The spacecraft has facilitated the following discoveries and science results:
- Most complete determination of the rate of loss of gas from the atmosphere to space and of how it is controlled by the sun, both during quiet times and during solar-storm events.
- Most thorough and accurate determination of the rate of escape of atmospheric gas to space in present time.
- Most thorough determination of how the sun controls the structure, composition, and variability of the Mars upper atmosphere, leading to escape of gas from the top of the atmosphere to space.
- Discovery of a cloud of dust surrounding Mars that likely is interplanetary dust (debris from comets) that is falling in toward Mars.
- Discovery of a layer of metal ions in the ionosphere that comes from the falling in of interplanetary dust.
- Discovery of diffuse aurorae that are widespread over the planet and that do not depend on the presence of a global or local magnetic field to focus the particles from the Sun that drive them.
- Detection of a “polar plume” of ions escaping to space that had not previously been seen.
- A sharpened ultraviolet view of Mars was acquired when the imagining ultraviolet spectrograph team took advantage of the higher data rates possible during the recent close passage between Earth and Mars to collect its highest resolution data.
“Taken together, the MAVEN results tell us that loss of gas from the atmosphere to space has been the major force behind the climate having changed from a warm, wet environment to the cold, dry one that we see today,” said CU-Boulder Professor Bruce Jakosky, MAVEN principal investigator and a faculty member in the Laboratory for Atmospheric and Space Physics.
NASA recently declared that MAVEN had achieved mission success during its primary mission. Mission success means that the spacecraft operated as intended, made the expected science measurements, and achieved its proposed science objectives.
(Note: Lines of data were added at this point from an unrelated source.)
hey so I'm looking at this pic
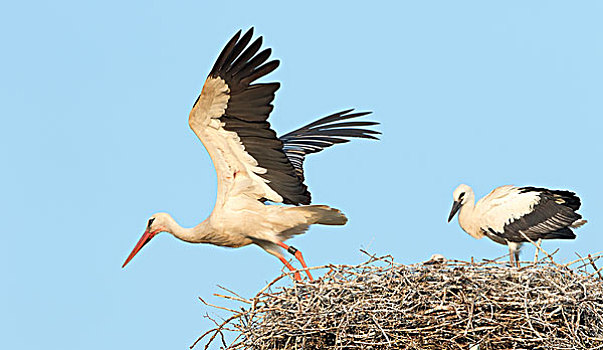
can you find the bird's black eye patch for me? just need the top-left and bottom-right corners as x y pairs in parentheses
(458, 192), (465, 199)
(147, 218), (155, 228)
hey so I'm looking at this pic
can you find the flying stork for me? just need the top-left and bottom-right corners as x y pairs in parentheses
(447, 184), (586, 266)
(122, 28), (380, 281)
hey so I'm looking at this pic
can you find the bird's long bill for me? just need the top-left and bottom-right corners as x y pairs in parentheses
(122, 229), (156, 268)
(447, 201), (462, 222)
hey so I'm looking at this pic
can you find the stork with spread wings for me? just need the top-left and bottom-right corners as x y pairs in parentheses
(122, 28), (380, 281)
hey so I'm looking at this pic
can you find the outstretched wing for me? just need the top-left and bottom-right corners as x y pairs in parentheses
(279, 110), (380, 181)
(188, 28), (310, 206)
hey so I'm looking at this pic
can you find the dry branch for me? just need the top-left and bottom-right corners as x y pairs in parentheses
(193, 253), (603, 350)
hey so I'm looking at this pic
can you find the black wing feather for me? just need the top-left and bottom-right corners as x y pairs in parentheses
(519, 187), (582, 210)
(200, 29), (380, 204)
(279, 110), (380, 181)
(495, 188), (582, 242)
(205, 28), (310, 205)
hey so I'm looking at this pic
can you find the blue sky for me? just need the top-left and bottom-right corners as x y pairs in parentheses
(2, 1), (602, 349)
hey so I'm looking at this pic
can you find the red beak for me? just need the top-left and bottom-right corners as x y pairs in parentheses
(122, 229), (157, 268)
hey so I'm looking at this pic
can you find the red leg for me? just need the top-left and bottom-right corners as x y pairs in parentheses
(277, 242), (313, 281)
(276, 254), (301, 281)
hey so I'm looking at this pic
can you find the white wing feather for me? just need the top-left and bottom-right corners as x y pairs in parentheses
(188, 77), (283, 209)
(478, 186), (540, 233)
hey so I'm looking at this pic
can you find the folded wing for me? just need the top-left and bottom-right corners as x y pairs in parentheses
(480, 186), (582, 242)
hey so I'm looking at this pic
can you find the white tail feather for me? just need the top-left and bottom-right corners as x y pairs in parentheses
(287, 205), (348, 226)
(571, 219), (587, 228)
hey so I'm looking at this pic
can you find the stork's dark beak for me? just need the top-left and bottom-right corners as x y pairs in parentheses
(448, 201), (462, 222)
(122, 229), (158, 268)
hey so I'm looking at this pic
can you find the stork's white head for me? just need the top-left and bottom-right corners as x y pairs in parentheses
(122, 212), (175, 268)
(448, 184), (473, 222)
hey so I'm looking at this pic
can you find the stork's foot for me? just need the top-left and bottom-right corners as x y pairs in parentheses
(292, 271), (301, 281)
(276, 255), (302, 281)
(278, 242), (314, 281)
(508, 258), (521, 268)
(293, 250), (313, 281)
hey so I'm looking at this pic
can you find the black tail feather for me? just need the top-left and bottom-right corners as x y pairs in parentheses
(542, 227), (576, 240)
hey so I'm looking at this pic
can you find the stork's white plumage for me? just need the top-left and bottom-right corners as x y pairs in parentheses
(447, 184), (586, 266)
(122, 28), (379, 281)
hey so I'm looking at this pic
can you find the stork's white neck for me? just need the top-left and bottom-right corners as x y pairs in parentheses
(170, 224), (202, 243)
(458, 189), (483, 239)
(156, 213), (250, 247)
(159, 214), (211, 243)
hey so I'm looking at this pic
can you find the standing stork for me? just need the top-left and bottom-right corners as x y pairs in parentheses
(447, 184), (586, 266)
(122, 28), (380, 281)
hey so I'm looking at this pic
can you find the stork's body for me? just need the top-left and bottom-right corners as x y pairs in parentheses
(448, 184), (586, 266)
(122, 28), (379, 280)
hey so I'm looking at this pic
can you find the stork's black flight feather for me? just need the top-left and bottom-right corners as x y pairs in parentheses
(280, 110), (380, 181)
(200, 28), (379, 205)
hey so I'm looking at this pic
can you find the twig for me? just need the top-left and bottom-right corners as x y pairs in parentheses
(198, 296), (238, 313)
(533, 239), (542, 262)
(518, 231), (560, 267)
(563, 251), (603, 268)
(217, 285), (246, 300)
(190, 313), (243, 349)
(213, 293), (251, 304)
(588, 254), (603, 281)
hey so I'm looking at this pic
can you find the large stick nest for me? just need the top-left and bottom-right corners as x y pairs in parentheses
(193, 252), (603, 350)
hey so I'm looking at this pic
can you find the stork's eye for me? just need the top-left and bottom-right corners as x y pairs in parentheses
(458, 192), (465, 199)
(147, 218), (155, 228)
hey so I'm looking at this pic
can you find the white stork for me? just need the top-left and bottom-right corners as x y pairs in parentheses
(447, 184), (586, 266)
(122, 28), (379, 281)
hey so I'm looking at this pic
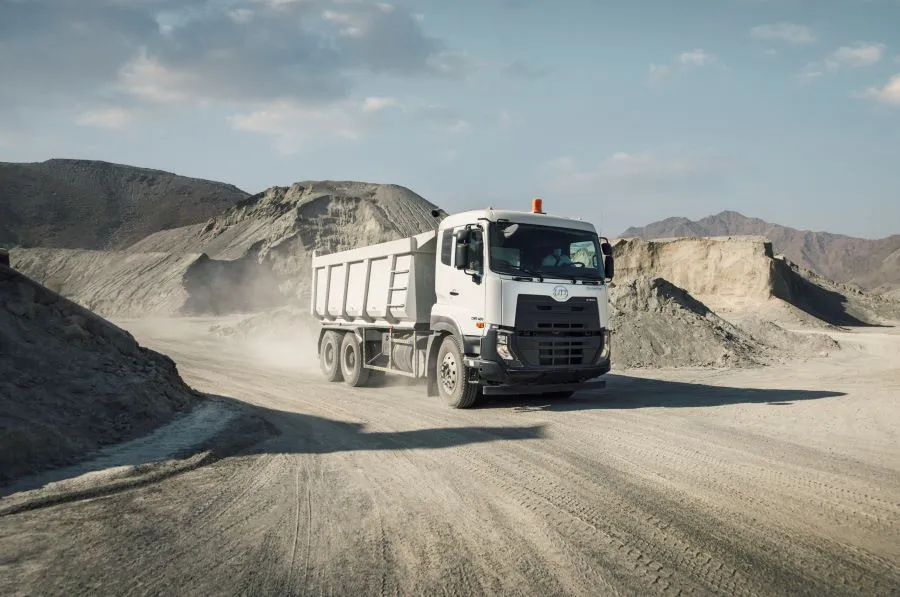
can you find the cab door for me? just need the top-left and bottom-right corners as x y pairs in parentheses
(435, 223), (486, 338)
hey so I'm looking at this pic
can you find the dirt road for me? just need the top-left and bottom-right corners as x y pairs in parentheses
(2, 320), (899, 596)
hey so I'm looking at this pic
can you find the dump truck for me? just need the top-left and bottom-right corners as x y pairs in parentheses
(310, 199), (614, 408)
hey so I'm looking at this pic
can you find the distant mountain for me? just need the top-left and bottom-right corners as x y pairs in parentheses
(620, 211), (900, 291)
(0, 159), (250, 250)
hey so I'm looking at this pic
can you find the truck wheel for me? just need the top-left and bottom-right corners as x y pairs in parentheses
(437, 335), (479, 409)
(340, 333), (370, 387)
(320, 331), (343, 382)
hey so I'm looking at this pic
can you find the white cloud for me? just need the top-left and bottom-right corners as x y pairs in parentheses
(827, 42), (886, 69)
(678, 49), (716, 67)
(418, 104), (473, 135)
(427, 51), (481, 79)
(361, 96), (401, 113)
(798, 68), (824, 83)
(229, 96), (472, 153)
(543, 151), (730, 195)
(117, 52), (196, 105)
(228, 100), (369, 155)
(750, 23), (816, 44)
(1, 0), (474, 113)
(857, 74), (900, 106)
(75, 106), (139, 129)
(649, 49), (718, 81)
(648, 63), (672, 80)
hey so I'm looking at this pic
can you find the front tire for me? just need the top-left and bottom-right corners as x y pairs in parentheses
(340, 332), (370, 387)
(437, 335), (479, 409)
(320, 331), (343, 382)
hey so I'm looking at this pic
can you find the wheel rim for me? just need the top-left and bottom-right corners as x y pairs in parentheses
(344, 344), (356, 371)
(440, 352), (458, 394)
(324, 342), (335, 369)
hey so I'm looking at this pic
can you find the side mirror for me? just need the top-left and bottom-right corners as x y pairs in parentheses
(454, 243), (469, 270)
(598, 239), (614, 280)
(454, 230), (469, 270)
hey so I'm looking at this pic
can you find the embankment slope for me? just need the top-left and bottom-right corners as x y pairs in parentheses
(128, 180), (442, 301)
(613, 236), (900, 327)
(621, 210), (900, 291)
(10, 248), (284, 318)
(0, 159), (249, 250)
(0, 265), (201, 485)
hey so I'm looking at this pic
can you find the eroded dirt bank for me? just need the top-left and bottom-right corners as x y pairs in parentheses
(1, 319), (897, 597)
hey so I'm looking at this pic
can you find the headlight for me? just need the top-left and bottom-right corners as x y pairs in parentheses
(496, 332), (514, 360)
(597, 329), (611, 362)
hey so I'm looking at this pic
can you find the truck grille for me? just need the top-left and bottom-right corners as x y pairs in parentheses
(513, 295), (603, 368)
(536, 338), (585, 366)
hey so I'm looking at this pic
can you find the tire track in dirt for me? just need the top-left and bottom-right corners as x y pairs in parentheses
(6, 321), (898, 597)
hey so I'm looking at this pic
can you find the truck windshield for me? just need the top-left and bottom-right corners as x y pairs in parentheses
(488, 222), (605, 280)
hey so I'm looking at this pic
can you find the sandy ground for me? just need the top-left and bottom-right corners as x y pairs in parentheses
(1, 319), (898, 597)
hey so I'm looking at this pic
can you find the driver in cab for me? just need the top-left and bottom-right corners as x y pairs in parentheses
(541, 245), (573, 267)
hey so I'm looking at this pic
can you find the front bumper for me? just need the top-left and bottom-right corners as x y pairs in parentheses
(464, 357), (610, 382)
(463, 356), (609, 395)
(464, 328), (611, 395)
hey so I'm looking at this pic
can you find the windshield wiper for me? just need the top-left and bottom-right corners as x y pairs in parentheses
(506, 265), (544, 281)
(546, 270), (605, 284)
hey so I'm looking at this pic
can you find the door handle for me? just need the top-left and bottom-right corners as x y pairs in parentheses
(449, 290), (459, 296)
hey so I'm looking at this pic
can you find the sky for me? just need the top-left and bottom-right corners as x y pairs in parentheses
(1, 0), (899, 239)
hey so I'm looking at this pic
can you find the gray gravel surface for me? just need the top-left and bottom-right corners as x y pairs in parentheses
(1, 319), (897, 597)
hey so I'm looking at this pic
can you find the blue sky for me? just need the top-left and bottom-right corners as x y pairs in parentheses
(1, 0), (898, 238)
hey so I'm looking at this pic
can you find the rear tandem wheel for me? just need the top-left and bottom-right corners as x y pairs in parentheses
(340, 332), (371, 387)
(319, 330), (343, 382)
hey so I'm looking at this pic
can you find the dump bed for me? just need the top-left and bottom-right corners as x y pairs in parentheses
(310, 230), (437, 328)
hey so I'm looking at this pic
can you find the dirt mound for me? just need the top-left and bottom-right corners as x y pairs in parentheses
(608, 277), (840, 369)
(10, 248), (283, 318)
(609, 277), (769, 368)
(0, 265), (201, 485)
(732, 315), (840, 356)
(0, 159), (249, 250)
(612, 236), (894, 326)
(621, 210), (900, 291)
(612, 235), (778, 303)
(6, 180), (442, 319)
(128, 180), (442, 303)
(773, 257), (900, 326)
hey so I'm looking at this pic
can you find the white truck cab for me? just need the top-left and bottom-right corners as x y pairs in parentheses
(311, 198), (614, 408)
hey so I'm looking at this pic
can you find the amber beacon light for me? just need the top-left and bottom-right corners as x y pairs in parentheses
(532, 197), (544, 214)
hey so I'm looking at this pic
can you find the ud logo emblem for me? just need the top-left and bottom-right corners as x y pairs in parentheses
(551, 285), (569, 302)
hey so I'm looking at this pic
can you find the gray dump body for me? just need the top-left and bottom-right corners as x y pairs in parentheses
(310, 230), (437, 329)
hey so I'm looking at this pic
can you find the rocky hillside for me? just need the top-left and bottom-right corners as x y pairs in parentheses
(10, 180), (442, 318)
(0, 159), (249, 250)
(612, 236), (900, 327)
(620, 211), (900, 291)
(0, 264), (201, 485)
(127, 180), (443, 303)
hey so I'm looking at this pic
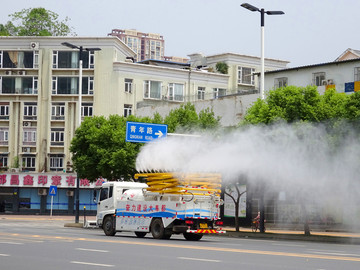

MAVEN has been approved for an additional two-year extended mission that will run through the end of September 2018.
All spacecraft systems and science instruments continue to operate as expected. Data is being collected and measurements are extending to a second Mars year and to a different phase in the eleven-year cycle of solar activity. The science team is implementing additional ways of operating the instruments to expand on the science achieved during the primary mission.
CU Boulder provided two science instruments and leads science operations, as well as education and public outreach, for the mission. NASA’s Goddard Space Flight Center in Greenbelt, Maryland, manages the MAVEN project and provided two science instruments for the mission. Lockheed Martin built the spacecraft and is responsible for mission operations.
The University of California at Berkeley’s Space Sciences Laboratory also provided four science instruments for the mission. NASA’s Jet Propulsion Laboratory in Pasadena, California, provides navigation and Deep Space Network support, as well as the Electra telecommunications relay hardware and operations.